Ameritopia

Ameritopia

I have just finished reading Ameritopia. It is quite simply one of the best books on political theory I have ever read.

It is the kind of book I hoped Liberty and Tyranny would be; it is the book I would have wanted to write had I the time, skill, and intellect of Mark Levin.

High praise indeed but praise well earned. We in the Liberty movement have recognized for years that 2012 is the most important election of our lifetimes. Ameritopia tells why.

In Liberty and Tyranny Levin described conservatism by contrasting the policies and ideas of the conservatives with those of liberals. He told us what it means to be conservative. Now in Ameritopia he shifts the argument: he tells us what it means to be an American by carefully explaining the underpinnings of the American Founding. He again contrasts it with the Left which this time he equates to the utopians of the past.
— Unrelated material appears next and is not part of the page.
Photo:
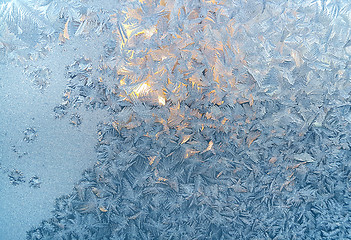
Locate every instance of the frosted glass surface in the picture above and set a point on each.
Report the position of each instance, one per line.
(161, 119)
It is a brilliant stroke. Uncomfortable calling the Left "Marxists?" Not sure socialist is quite right either? They have taken to calling themselves Progressives, but are they? They are actually a bit of each, and Levin shows that they are simply Utopians, radical egalitarians. They are people for whom equality of outcome is everything and the state is the mechanism to achieve it.

To explain and prove his thesis, Levin divides his book into three parts. The first is a description of the Utopian theorists of Western political philosophy. Plato, Thomas More, Hobbes, and Marx are the utopians he describes at length. He quotes extensively from the original sources. This is good, as it gives the reader a feel for the language and argument of the original. It also avoids the criticism that Levin is interpreting the original incorrectly.

As a one-time professor of political science teaching political theory, I enjoyed the passages very much; however, the 17th century language of Hobbes and Locke, for example, are challenging for the modern reader. I was brought up on the English of Shakespeare and the King James Bible; a reader lacking that background may find the quotations slow going indeed, yet well worth the effort.

Having defined the inevitable tyranny of utopianism, the second part describes what he calls Americanism. This used to be called liberalism until the radical egalitarians corrupted it; now it is called classical liberalism and forms a large part of both libertarianism and conservatism. It is the application of Enlightenment philosophy to the American experience. The philosophers who most influenced the American founding are Locke and Montesquieu. He also quotes Tocqueville extensively.

In the third part we see clearly the contemporary battle between the forces of the utopians and all they stand for and the principles of the Constitution. It is a battle of individual liberty versus collectivist utopian tyranny. Those who today imagine themselves moderates are deluded. There is no middle ground. It is either Liberty or Tyranny, Ameritopia or America.